The session “Uncovering Women of Color in Time, Place, and History” was held December 12, 2018, at the Education Center of Uncle Bobbie’s Books and Café. 44 people attended a discussion with Rasheedah Phillips (Managing Attorney of the Landlord-Tenant Housing Unit at Community Legal Services of Philadelphia, Black Quantum Futurism Collective), Yolanda Wisher (poet, singer, educator, curator), and Karina Puente (artist).
In a wide-ranging discussion, Phillips, Wisher, and Puente reflected on questions including the definition of resistance, how resistance is part of the work they do, the kinds of historical stories they include, and what it means to center women of color in their work.
All the panelists emphasized the inspiration which they find in history and historical narratives. Wisher and Phillips both emphasized how hidden some of these stories are — for instance, Ona Judge, about whom there is only one book, and Rev. Leon Sullivan, whose story is not known in much of Philadelphia. Puente spoke about the importance of anchoring her work in a Latin American folk art tradition of papel picado (cut paper), and the history of that work.
Phillips and Wisher discussed differing experiences of historical research. Phillips is a Temple graduate and while she had heard of the Blockson Collection while she was a student, she didn’t know it what it was or how to access it. (The Charles L. Blockson Afro-American Collection is an archive with more than 500,000 items pertaining to the global black experience.) Phillips’ perception at Temple was that the Blockson Collection was a resource that wasn’t really available to her. Wisher described her first visit to the Schomburg Center as a pilgrimage, and the importance for her of doing at least some research in a physical space.
Much of the work of all the panelists combines the past, present, and future. Puente views her work in a traditional folk art medium as a way of conjuring the past and connecting to others who do or did similar work. Her current project, “#SisterlyHistory,” which is co-producing with Wisher, is designed to help women of color engaged in arts, cultural organizing, or entrepreneurship remember why they are doing it. Wisher talked about using her family stories in her work, and how the future in her work is in many ways about the past, as well. Phillips exhorted attendees to stop thinking of time as linear and progressive but to explore quantum physics, which sees time as moving in many directions, an idea which resonates with precolonial African practices. She also challenged attendees to question what values spur the desire to document (in writing), preserve, and institutionalize history. Are these values Eurocentric and capitalist? History among many precolonial indigenous populations was oral and was passed down; could archives be passed down the same way?

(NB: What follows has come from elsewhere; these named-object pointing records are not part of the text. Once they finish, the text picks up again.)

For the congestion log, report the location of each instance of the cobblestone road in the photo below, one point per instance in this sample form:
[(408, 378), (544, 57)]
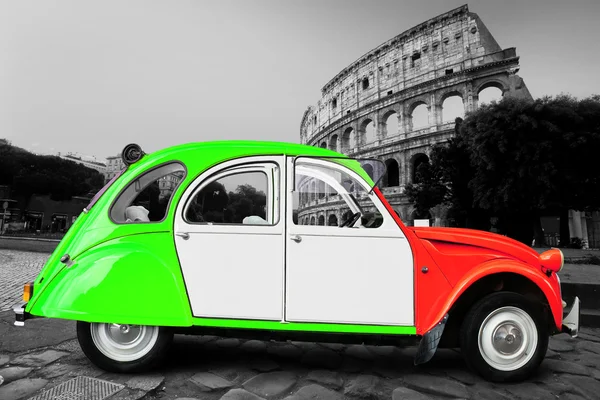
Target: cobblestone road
[(207, 367), (17, 268)]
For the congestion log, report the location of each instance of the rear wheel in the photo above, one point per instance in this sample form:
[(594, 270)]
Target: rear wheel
[(504, 337), (123, 348)]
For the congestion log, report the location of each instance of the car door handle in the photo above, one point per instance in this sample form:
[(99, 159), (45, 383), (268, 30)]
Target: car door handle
[(296, 238), (184, 235)]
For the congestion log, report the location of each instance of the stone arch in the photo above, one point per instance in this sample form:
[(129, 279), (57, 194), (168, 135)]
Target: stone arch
[(415, 161), (333, 143), (418, 115), (321, 189), (492, 90), (348, 139), (491, 83), (414, 214), (332, 220), (392, 176), (390, 122), (451, 106), (368, 169), (367, 132)]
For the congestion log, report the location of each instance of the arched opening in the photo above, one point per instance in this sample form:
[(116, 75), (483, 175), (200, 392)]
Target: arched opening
[(346, 215), (452, 108), (365, 83), (347, 139), (416, 215), (391, 124), (489, 94), (321, 189), (332, 221), (333, 143), (392, 176), (369, 170), (418, 160), (367, 132), (420, 117)]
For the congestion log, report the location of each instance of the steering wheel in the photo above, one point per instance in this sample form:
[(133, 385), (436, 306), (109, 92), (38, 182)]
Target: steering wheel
[(352, 220)]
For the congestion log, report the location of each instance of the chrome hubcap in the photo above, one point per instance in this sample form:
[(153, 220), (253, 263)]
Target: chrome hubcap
[(124, 342), (507, 338)]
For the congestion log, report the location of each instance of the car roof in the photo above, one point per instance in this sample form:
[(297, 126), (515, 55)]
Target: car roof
[(251, 147)]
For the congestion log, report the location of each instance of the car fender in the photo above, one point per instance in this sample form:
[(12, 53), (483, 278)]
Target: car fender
[(548, 285), (134, 279)]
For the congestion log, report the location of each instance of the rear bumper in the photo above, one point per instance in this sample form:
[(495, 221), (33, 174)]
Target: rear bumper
[(570, 323), (20, 314)]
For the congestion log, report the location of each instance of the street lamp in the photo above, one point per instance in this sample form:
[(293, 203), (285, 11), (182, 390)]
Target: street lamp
[(4, 207)]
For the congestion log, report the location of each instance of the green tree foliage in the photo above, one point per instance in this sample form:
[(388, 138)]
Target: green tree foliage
[(430, 187), (517, 159), (28, 173)]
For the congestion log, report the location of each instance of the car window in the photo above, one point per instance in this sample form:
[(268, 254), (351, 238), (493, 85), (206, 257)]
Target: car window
[(148, 197), (240, 197), (325, 195)]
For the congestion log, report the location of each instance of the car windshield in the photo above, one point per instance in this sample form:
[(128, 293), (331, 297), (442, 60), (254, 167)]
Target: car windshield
[(103, 190)]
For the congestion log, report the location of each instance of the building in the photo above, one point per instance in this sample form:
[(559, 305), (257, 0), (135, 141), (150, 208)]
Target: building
[(89, 162), (114, 164), (402, 97)]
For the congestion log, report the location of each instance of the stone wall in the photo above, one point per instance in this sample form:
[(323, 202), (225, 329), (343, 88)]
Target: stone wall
[(369, 109)]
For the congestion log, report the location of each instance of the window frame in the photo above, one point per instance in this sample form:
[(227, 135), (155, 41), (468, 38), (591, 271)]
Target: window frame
[(272, 172), (135, 179), (329, 162)]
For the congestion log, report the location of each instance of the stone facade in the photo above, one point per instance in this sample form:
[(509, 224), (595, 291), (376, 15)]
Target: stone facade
[(114, 164), (369, 109)]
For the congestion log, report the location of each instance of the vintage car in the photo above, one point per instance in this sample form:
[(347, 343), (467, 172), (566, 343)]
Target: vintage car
[(288, 242)]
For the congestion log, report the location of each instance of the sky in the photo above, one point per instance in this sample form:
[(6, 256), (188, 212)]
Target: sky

Phillips discussed her work in Sharswood, a community in North Philly, which is undergoing rapid gentrification, and where the city demolished low-income housing using eminent domain. She had represented people as part of her work as attorney, but also felt compelled to do more. To bring an Afrofuturist lens to the work, she opened up a pop-up store front, and did oral-futurist interviews, sign making, and art. This was designed to push back against the narrative coming from the city and others about the neighborhood, and allow those living there to tell their story of their community.
All emphasized the centrality of women of color in their work, and that they do not see this as a choice.
Following the discussion, audience members filled out response cards. Then there was a question and comment session with attendees. Elements of the discussion included how to stay community focused, that the process of looking for a story is also a story, the importance of community control over both collections and where they are, and the contrast between the often metaphysical process of the creation of art and the order and process of archives. Wisher suggested art within the archives could be a bridge between the different processes, as art and artifacts connect with ancestry and add an element of the living within the institutional space.